The Radio Music Licensing Committee ("RMLC") has announced that it has entered into agreements with both ASCAP and BMI for interim royalties to be paid by commercial radio stations until final royalties are set. These royalties will be set either through negotiation or through litigation in Federal Courts which act as a "rate court" to determine what reasonable rates will be under the antitrust decrees that govern these organizations. As we wrote here and here, the RMLC has been involved in negotiations seeking a significant reduction in the royalties paid by radio stations for the right to make a public performance of musical compositions (or "musical works"). Both organizations have agreed to a 7% reduction in the amount currently paid by radio broadcasters, to be reflected on the invoices sent by these organizations for 2010 royalties. According to the press release on the ASCAP agreement, the discounts are interim agreements only, and will be subject to retroactive adjustment to January 1, 2010 once final royalties are set.
This money goes to composers of music, as contrasted to the controversial SoundExchange royalties that pay the performers of music (currently only in the digital world, but proposed in legislation pending before Congress to be extended to over-the-air broadcasting). ASCAP and BMI are essentially collection agencies (called Performing Rights Organizations or PROs) for large groups of songwriters. By signing up and paying royalties to these organizations and to SESAC, a smaller but still significant PRO, broadcasters obtain a "blanket license" to play all the songs covered by songwriters who are members of these organizations – which are essentially all of the songwriters whose songs are likely to be played by radio. The existence of these organizations save radio stations from having to negotiate independently with the thousands of songwriters and publishing companies that own the copyrights to these compositions – an arduous task that might be almost impossible without the existence of the PROs.
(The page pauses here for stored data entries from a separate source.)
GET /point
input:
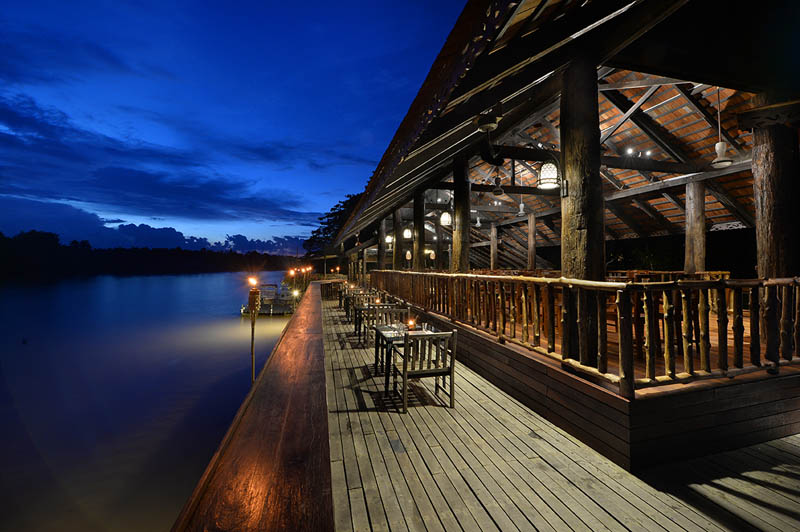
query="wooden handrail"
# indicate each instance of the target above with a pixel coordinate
(663, 320)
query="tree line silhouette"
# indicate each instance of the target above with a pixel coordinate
(33, 254)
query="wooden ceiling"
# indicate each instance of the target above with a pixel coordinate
(642, 116)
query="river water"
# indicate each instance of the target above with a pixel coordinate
(115, 392)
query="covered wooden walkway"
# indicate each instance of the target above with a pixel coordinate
(493, 463)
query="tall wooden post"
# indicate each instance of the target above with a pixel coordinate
(382, 245)
(776, 171)
(418, 254)
(776, 187)
(694, 259)
(582, 209)
(531, 241)
(459, 256)
(493, 247)
(439, 245)
(397, 237)
(364, 267)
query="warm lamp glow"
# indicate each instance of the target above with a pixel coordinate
(548, 177)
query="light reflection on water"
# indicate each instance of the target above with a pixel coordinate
(115, 392)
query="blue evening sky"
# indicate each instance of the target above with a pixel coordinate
(210, 118)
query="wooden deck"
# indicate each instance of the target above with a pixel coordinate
(492, 463)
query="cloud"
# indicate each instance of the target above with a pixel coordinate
(72, 223)
(45, 157)
(38, 56)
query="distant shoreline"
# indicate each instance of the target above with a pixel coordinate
(36, 254)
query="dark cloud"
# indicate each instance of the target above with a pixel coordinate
(72, 223)
(47, 158)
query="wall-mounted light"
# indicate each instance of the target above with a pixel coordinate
(548, 176)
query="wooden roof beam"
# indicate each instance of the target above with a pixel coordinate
(655, 215)
(629, 112)
(648, 125)
(693, 101)
(627, 220)
(737, 210)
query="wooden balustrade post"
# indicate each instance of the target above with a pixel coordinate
(459, 257)
(567, 320)
(786, 322)
(550, 305)
(650, 332)
(638, 325)
(535, 301)
(702, 311)
(669, 335)
(627, 379)
(797, 318)
(769, 320)
(722, 329)
(755, 330)
(602, 333)
(738, 329)
(524, 302)
(678, 320)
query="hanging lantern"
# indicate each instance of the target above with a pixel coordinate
(721, 160)
(548, 176)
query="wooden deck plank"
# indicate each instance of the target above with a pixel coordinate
(273, 466)
(493, 463)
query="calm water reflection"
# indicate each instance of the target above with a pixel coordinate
(114, 393)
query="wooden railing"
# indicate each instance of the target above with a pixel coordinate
(629, 334)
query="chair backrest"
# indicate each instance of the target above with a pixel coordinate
(389, 314)
(430, 351)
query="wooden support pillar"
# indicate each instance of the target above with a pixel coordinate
(364, 267)
(582, 208)
(776, 187)
(695, 249)
(493, 247)
(531, 242)
(397, 237)
(459, 257)
(418, 254)
(382, 245)
(439, 247)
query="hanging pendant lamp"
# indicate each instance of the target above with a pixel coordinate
(721, 147)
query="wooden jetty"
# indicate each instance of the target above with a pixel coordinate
(568, 125)
(491, 463)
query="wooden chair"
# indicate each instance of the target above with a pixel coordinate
(426, 355)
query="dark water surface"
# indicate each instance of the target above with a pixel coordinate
(115, 392)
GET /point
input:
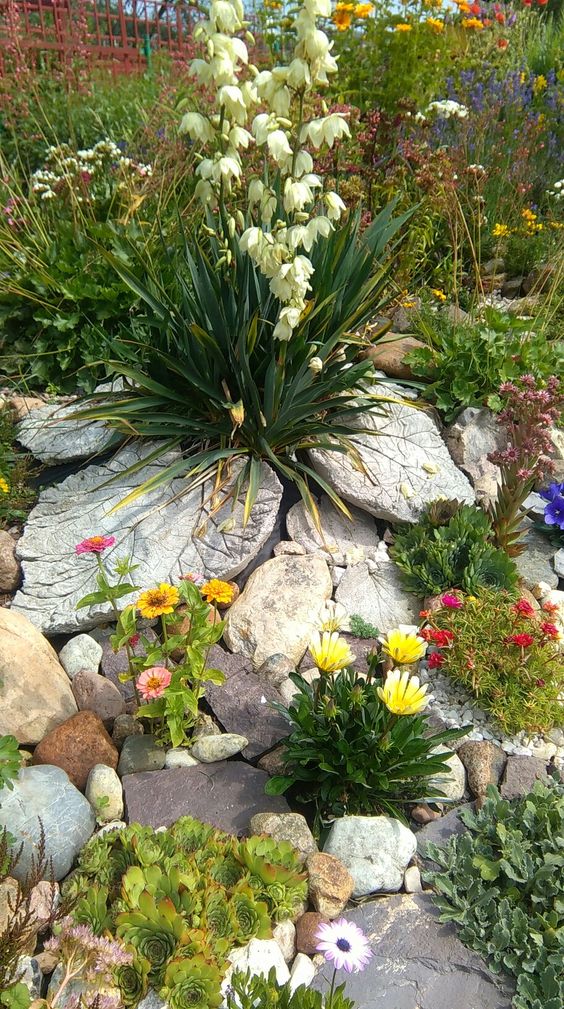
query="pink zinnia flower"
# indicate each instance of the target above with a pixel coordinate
(153, 682)
(452, 601)
(344, 944)
(95, 545)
The agreements for the interim rates are not currently available for public review, and there is no press release about either deal evident on the ASCAP or BMI websites. Thus, it is unclear if the agreements will be applied to all broadcasters, or only those that have elected to be part of the RMLC negotiating group. As we have written before, ASCAP and BMI have previously tried to get an indication from stations as to whether they are part of the RMLC negotiating group, or whether they will try to negotiate their own agreements. We have also heard that at least one other group, the National Religious Broadcasters Music Licensing Committee, has indicated that they would represent commercial broadcasters in negotiations over new royalties. However, it still seems to us that any other negotiating group will look first to the outcome of the RMLC process to set the royalties, and most likely will not be negotiating or litigating their own agreements, unless they have a business model that would make any RMLC deal unworkable. This is both because ASCAP and BMI are prohibited from negotiating different royalty rates for similarly situated music users, and as the royalty litigation is very expensive and time consuming, and it is unlikely that any group would try to re-litigate any decision that RMLC reached.
Does the decrease in rates, even if on a temporary basis, signal that there will be a permanent decrease in the rates? In short, it should not be viewed as a guarantee. While the fact that the Performing Rights Organizations agreed to these decreases might be seen as a sign that these companies recognize that there is a different radio economy that needs to be reflected in lower royalty rates, it could also be seen as a recognition that even a hearing on temporary rates is an expensive process. The PROs recognize that RMLC will be holding out for a decrease in rates, and that they would be arguing for that decreased rate even on an interim basis. Thus, to avoid the costs of litigation, and since any interim decrease in rates would be recaptured if a higher permanent rate is set, the PROs could have agreed to these rates simply to avoid the costs of litigation. So don’t start counting on these reductions being permanent – that will take significant litigation (or extensive negotiations) to accomplish.
So this is by no means the end of the story. Watch as these events develop over time.